MUSA 5080 Notes #6
Week 6: Spatial Machine Learning & Advanced Regression
Week 6: Spatial Machine Learning & Advanced Regression
Date: 10/13/2025
Overview
This week we expanded our regression toolkit to include categorical variables, interactions, polynomial terms, and spatial features. We learned how to build comprehensive hedonic models that account for both structural characteristics and spatial relationships, using Boston housing data as our case study.
Key Learning Objectives
- Understand how to incorporate categorical variables (dummy variables) in regression
- Learn to model interaction effects when relationships vary by group
- Master polynomial terms for non-linear relationships
- Create spatial features using buffers, k-NN, and distance calculations
- Apply fixed effects to control for unmeasured neighborhood characteristics
- Handle categorical variables in cross-validation properly
Part 1: Expanding Your Regression Toolkit
Categorical Variables (Dummy Variables)
Understanding Dummy Variables
When you include a categorical variable in a model, R automatically creates binary indicators:
# Ensure name is a factor
boston.sf <- boston.sf %>%
mutate(name = as.factor(name))
# Fit model with neighborhood fixed effects
model_neighborhoods <- lm(SalePrice ~ LivingArea + name,
data = boston.sf)How R handles this: - Creates binary indicators: nameBack_Bay, nameBeacon_Hill, etc. - Each is 1 if that neighborhood, 0 otherwise - One neighborhood is automatically chosen as reference category (omitted)
The (n-1) Rule
Important: R picks one category as the reference (usually first alphabetically)
- All other coefficients are interpreted relative to the reference
- Reference category gets the intercept
- Other categories get intercept + their coefficient
Interpreting Neighborhood Dummies
Example coefficients: - Intercept (Allston): Base price in reference neighborhood - nameBack_Bay: +\(X premium vs. Allston (all else equal) - **nameRoxbury**: -\)Y discount vs. Allston (all else equal)

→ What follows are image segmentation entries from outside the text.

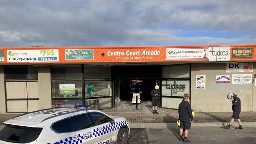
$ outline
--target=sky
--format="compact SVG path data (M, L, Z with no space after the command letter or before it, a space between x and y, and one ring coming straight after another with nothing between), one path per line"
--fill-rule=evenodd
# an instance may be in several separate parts
M0 0L0 47L256 44L255 0Z

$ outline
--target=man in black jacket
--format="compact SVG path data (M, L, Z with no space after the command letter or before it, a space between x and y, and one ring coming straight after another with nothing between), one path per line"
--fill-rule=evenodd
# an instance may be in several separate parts
M235 119L237 119L237 122L239 124L239 127L236 128L236 129L243 129L243 127L241 125L241 121L239 118L239 115L241 111L241 101L240 98L236 94L230 92L227 96L228 99L230 99L232 102L232 110L233 110L233 115L231 117L230 122L227 126L224 126L224 127L227 129L230 128L230 126L234 122Z
M159 113L157 111L157 109L159 107L159 96L160 96L160 92L159 92L159 86L158 85L156 85L155 89L151 91L150 95L152 96L152 111L153 114ZM156 109L155 109L155 107Z
M188 102L189 100L189 95L188 94L185 94L183 97L183 100L179 105L179 117L180 120L180 140L183 141L184 142L189 142L187 140L188 130L190 129L191 123L194 122L192 109ZM183 129L185 129L184 139L182 138Z

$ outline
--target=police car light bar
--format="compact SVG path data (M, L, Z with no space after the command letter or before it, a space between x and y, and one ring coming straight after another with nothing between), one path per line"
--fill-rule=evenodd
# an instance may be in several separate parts
M91 109L91 105L79 105L76 106L76 107L78 109Z
M71 108L75 107L74 105L70 105L70 104L61 105L59 106L59 107L71 107Z

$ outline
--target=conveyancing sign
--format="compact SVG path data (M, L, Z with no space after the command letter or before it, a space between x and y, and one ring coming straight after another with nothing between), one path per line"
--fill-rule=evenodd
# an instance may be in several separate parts
M65 50L66 60L93 59L93 49Z
M0 62L4 61L4 50L0 50Z

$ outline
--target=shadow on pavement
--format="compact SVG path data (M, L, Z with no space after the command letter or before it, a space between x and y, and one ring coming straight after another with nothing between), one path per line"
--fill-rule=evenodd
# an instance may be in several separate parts
M131 129L130 131L131 135L128 139L128 144L148 144L145 129Z
M226 120L223 120L223 119L219 117L219 116L217 116L215 115L213 115L212 114L211 114L210 113L203 113L203 112L199 112L200 113L201 113L202 114L204 114L204 115L206 115L207 116L210 116L210 117L211 117L212 118L213 118L215 120L217 120L217 122L227 122L228 121Z
M171 115L170 115L169 114L165 114L166 117L167 118L171 118L172 119L174 119L175 118ZM175 120L175 121L176 121ZM178 125L177 126L177 127L178 127ZM180 129L173 129L173 128L171 128L170 127L167 127L167 129L171 131L173 133L173 135L175 136L177 138L177 140L180 140Z

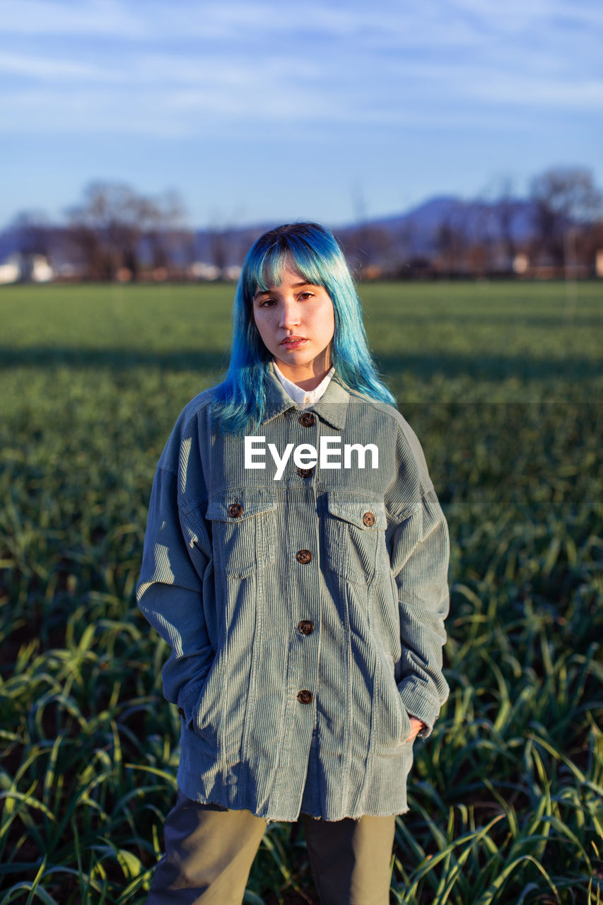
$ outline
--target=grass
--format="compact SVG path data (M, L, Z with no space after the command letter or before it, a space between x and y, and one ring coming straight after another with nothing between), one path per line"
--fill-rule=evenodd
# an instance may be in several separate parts
M3 288L0 905L138 905L179 719L135 606L155 464L219 378L229 286ZM450 699L393 902L603 901L600 284L372 284L369 340L451 534ZM246 901L316 900L271 824Z

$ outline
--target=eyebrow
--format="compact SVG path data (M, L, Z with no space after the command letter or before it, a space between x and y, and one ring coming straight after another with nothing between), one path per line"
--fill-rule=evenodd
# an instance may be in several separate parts
M302 280L302 282L300 282L300 283L293 283L292 284L292 288L293 289L300 289L302 286L315 286L315 285L316 285L316 283L311 283L311 282L308 282L307 280ZM270 290L270 289L260 290L257 292L254 293L254 298L256 299L258 297L258 295L270 295L271 292L272 292L272 290Z

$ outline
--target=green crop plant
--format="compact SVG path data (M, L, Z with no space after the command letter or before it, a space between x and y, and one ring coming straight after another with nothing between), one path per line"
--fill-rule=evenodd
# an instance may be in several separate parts
M450 526L450 698L392 902L603 903L601 284L360 287ZM155 465L227 362L233 287L2 287L0 905L141 905L179 718L139 613ZM271 824L250 905L315 902Z

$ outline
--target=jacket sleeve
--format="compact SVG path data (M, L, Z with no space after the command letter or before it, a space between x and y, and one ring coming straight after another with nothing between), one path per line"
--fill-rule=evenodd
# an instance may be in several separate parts
M397 688L408 714L434 728L449 688L442 672L448 614L448 526L429 478L421 445L398 416L396 476L389 489L395 528L390 565L397 591L401 662Z
M203 574L211 546L198 521L178 508L178 476L159 467L155 475L145 534L139 606L171 647L162 672L163 691L187 721L194 716L214 659L203 609Z
M449 691L442 672L444 620L449 608L448 557L448 529L432 489L396 529L391 559L402 642L402 679L397 687L408 713L426 724L419 733L423 738L431 733Z

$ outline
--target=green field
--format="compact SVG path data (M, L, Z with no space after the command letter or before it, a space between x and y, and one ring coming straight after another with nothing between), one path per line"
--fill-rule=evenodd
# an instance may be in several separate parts
M392 902L603 903L603 285L361 287L451 536L451 697ZM157 459L233 287L1 287L0 905L142 903L179 718L134 602ZM245 901L317 901L273 824Z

Key point: These capture ALL unmeasured neighborhood characteristics (schools, prestige, amenities, etc.)
Interaction Effects
When Relationships Depend on Other Variables
The Question: Does the effect of one variable depend on the level of another variable?
Example: Does square footage matter more in wealthy neighborhoods?
Mathematical Form:
SalePrice = β₀ + β₁(LivingArea) + β₂(WealthyNeighborhood) +
β₃(LivingArea × WealthyNeighborhood) + ε
Creating Interaction Terms
# Define wealthy neighborhoods
wealthy_hoods <- c("Back Bay", "Beacon Hill", "South End", "Bay Village")
# Create binary indicator
boston.sf <- boston.sf %>%
mutate(
wealthy_neighborhood = ifelse(name %in% wealthy_hoods,
"Wealthy", "Not Wealthy"),
wealthy_neighborhood = as.factor(wealthy_neighborhood)
)
# Model without interaction (parallel slopes)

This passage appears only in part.